Using Power of Bash Scripting

Everything in MXP is Bash scripts. This means that everywhere you can use all power of Bash.

In this section, we provide a few examples of such advanced Bash usage.

Generating Makefile contents

Suppose you successfully obtained targets d02_psub_TOTAL, d02_psub_MALE, and d02_psub_FEMALE (which contain PLINK filesets for some genotyping data, all population, only males, and only females, respectively). Now you have to split each dataset by chromosomes — this is required, for example, for phasing genotype data with SHAPEIT or Eagle2 software.

This means that you need the following lines in Makefile:

MXP_MAKEFILE[d02_psub_TOTAL_chr1]="(psub_DIR = d02_psub_TOTAL) psub_0 + psub_chr1 : psubset"
MXP_MAKEFILE[d02_psub_TOTAL_chr2]="(psub_DIR = d02_psub_TOTAL) psub_0 + psub_chr2 : psubset"
.....
MXP_MAKEFILE[d02_psub_MALE_chr1]=" (psub_DIR = d02_psub_MALE)  psub_0 + psub_chr1 : psubset"
.....

Remarks

Here we assume that: (1) psubset method invokes PLINK with parameters defined in parameter scripts to do subsetting; (2) psub_0 parameter scripts resets all environmental variables used by psubset script to default values; (3) psub_chr1 script set PLINK parameter “--chr 1” that tells PLINK to extract chromosome 1, etc.

— 26 chromosomes times 3 subpopulations = 78 Makefile lines.

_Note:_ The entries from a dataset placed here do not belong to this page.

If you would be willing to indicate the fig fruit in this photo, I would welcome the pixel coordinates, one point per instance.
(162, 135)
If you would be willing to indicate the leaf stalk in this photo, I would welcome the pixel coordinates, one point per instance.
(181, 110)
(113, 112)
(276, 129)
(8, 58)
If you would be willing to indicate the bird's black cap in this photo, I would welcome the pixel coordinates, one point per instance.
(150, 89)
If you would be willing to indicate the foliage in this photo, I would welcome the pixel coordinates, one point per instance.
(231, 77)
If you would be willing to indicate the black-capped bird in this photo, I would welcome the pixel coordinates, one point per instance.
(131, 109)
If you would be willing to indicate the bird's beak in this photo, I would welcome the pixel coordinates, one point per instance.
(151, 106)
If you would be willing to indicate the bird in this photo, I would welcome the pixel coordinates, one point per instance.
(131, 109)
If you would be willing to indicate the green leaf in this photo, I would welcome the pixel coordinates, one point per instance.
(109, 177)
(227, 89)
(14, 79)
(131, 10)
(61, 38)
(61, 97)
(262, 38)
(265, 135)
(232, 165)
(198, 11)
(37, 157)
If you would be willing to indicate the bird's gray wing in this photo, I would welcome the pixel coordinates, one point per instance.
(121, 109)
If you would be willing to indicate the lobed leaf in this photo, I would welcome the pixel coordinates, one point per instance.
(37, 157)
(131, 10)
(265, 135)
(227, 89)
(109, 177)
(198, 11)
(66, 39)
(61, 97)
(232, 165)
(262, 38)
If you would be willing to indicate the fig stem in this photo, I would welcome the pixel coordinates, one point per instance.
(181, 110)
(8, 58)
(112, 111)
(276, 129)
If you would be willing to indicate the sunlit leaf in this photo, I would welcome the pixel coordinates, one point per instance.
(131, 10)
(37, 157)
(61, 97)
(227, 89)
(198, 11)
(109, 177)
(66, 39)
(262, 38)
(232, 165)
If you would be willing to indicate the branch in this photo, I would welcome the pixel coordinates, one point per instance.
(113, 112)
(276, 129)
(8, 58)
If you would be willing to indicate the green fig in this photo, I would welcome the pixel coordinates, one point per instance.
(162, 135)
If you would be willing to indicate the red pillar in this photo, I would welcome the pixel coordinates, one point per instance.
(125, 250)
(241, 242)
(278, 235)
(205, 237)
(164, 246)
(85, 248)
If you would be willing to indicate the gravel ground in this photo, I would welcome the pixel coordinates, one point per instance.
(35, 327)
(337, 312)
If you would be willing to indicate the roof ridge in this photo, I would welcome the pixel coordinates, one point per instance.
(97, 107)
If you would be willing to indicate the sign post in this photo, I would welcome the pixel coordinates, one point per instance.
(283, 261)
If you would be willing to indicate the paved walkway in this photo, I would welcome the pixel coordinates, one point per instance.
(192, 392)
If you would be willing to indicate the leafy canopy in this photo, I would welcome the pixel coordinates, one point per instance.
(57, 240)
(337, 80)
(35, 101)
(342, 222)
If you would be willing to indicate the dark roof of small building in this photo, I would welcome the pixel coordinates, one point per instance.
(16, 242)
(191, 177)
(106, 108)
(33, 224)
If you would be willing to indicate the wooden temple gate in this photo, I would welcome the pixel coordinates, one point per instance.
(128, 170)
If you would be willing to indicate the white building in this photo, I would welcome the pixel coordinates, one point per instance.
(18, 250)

Here is the place where Makefile abbreviations (see Makefile Syntax) really help. The above 78 lines may be replaced by a single line:

MXP_MAKEFILE["d02_psub_{{S1}}_chr{N}"]="(psub_DIR = d02_psub_{{S1}}) psub_0 + psub_chr{N} : psubset"

Now you can use command lines:

     mxp   d02_psub_TOTAL_chr1
     mxp   d02_psub_TOTAL_chr2
     .....

to obtain per-chromosome data.

Of course, you will run a couple of such commands to test whether everything works correctly. But typing 78 such commands in a row is too cumbersome. To save your efforts, you may define dummy target that creates no new data but has all per-chromosome targets as its required targets. For this, it is convenient to use Bash to make Makefile shorter:

required_targets=""
infix=""
for n in {1..26}; do
    required_targets="${required_targets}${infix}psub_DIR_$n = d12_psub_{{S1}}_chr$n"
    infix=", "
done
MXP_MAKEFILE[d12_psub_{{S1}}_chrALL]="($required_targets) nop"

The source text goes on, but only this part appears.